Dari hasil referendum, ternyata mayoritas masyarakat Timor Timur memilih untuk melepaskan diri dari Indonesia.
Setelah melalui masa transisi yang diorganisasi oleh PBB, Timor Timur secara resmi merdeka pada 20 Mei 2002 dan menggunakan nama Republik Demokratik Timor Leste.
Kembali ke kisah Miro Baldo Bento, meski saat awal kemerdekaan Timor Leste, ia masih bermain di beberapa klub di Indonesia, Miro memilih menjadi warga negara Timor Leste.
Dengan demikian, statusnya di Indonesia berubah menjadi pemain asing. Timor Leste tidak melakukan naturalisasi terhadap Miro seperti naturalisasi di PSSI terhadap sejumlah pemain Belanda berdarah Indonesia.
Tapi, ketika itu memang semua warga Timor Leste di Indonesia (sebagian besar adalah mahasiswa yang kuliah di berbagai kota) diminta menetapkan pilihan, mau tetap ber-KTP Indonesia atau memilih menjadi WN Timor Leste.
Di awal karirnya, Miro cukup lama memperkuat klub Arseto Solo (1992-1998), kemudian pindah ke Persija Jakarta dan PSM Makassar. Saat di PSM, Miro mengantarkan klub yang dijuluki Juku Eja itu menjuarai Liga Indonesia periode 1999-20000.
Terakhir Miro bermain di PSIS pada 2010 dan setelah itu memutuskan untuk menggantung sepatu serta pulang ke Timor Leste.
Miro merintis karir sebagai pelatih sepak bola di kampung halamannya, dimulai dari jabatan asisten pelatih di klub FC Porto Taibesse.
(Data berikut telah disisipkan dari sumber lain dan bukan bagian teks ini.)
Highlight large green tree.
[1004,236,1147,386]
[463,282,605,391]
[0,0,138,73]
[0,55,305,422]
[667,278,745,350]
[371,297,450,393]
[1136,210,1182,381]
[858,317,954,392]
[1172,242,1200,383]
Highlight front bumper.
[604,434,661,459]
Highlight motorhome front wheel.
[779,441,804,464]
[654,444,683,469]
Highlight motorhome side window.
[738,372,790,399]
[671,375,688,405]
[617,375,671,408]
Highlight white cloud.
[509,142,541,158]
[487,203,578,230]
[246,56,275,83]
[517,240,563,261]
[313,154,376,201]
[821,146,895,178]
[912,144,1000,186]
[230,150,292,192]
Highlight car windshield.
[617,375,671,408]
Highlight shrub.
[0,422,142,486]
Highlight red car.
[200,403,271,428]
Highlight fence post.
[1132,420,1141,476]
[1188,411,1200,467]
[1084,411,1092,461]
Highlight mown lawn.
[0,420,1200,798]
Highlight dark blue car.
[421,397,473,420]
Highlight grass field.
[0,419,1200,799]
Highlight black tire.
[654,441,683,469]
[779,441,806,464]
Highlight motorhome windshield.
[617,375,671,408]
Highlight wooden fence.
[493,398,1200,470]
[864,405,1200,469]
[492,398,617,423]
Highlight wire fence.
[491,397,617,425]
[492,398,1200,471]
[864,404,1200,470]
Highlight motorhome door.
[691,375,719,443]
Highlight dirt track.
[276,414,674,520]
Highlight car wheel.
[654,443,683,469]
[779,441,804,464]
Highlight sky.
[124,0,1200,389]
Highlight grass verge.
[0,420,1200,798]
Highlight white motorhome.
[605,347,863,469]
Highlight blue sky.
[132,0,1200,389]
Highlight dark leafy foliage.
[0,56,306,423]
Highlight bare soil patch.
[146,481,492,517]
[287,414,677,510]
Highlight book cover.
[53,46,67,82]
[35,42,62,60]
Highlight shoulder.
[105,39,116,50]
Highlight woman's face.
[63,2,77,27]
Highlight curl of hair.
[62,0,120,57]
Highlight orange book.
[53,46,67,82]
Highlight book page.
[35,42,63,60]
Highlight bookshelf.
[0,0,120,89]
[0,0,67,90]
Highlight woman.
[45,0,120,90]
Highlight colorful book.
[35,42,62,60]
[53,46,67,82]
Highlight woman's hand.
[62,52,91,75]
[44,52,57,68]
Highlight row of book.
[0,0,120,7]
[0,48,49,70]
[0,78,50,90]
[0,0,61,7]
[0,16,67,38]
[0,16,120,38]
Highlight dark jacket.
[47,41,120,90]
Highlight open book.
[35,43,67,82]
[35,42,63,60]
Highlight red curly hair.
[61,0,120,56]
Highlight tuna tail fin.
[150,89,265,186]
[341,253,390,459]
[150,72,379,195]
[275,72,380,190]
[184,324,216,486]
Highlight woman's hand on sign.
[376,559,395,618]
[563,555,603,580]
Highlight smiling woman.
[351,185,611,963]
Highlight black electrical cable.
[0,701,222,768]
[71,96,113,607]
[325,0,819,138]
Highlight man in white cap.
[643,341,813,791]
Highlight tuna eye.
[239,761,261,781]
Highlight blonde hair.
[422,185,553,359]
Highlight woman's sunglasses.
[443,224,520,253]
Sejak 2020 Miro sudah jadi pelatih kepala di Boavista Futebol Clube Timor Leste.
Ada satu nama lagi putra Timor Leste yang satu angkatan dengan Miro dan lama berkiprah di berbagai klub di Indonesia. Namun, tidak pernah memeperkuat timnas, yakni Joao Basco Cabral.
Sekarang ini, sepak bola Timor Leste secara umum lebih maju ketimbang di masa masih bergabung dengan Indonesia. Mungkin, sebagai sebuah negara, motivasi para pemian menjadi meningkatÂ
Bahkan, Timor Leste punya liga sendiri dan ada klub di sana yang mengontrak beberapa pemain asal Indonesia. Inilah bukti kemajuan sepak bola Timor Leste.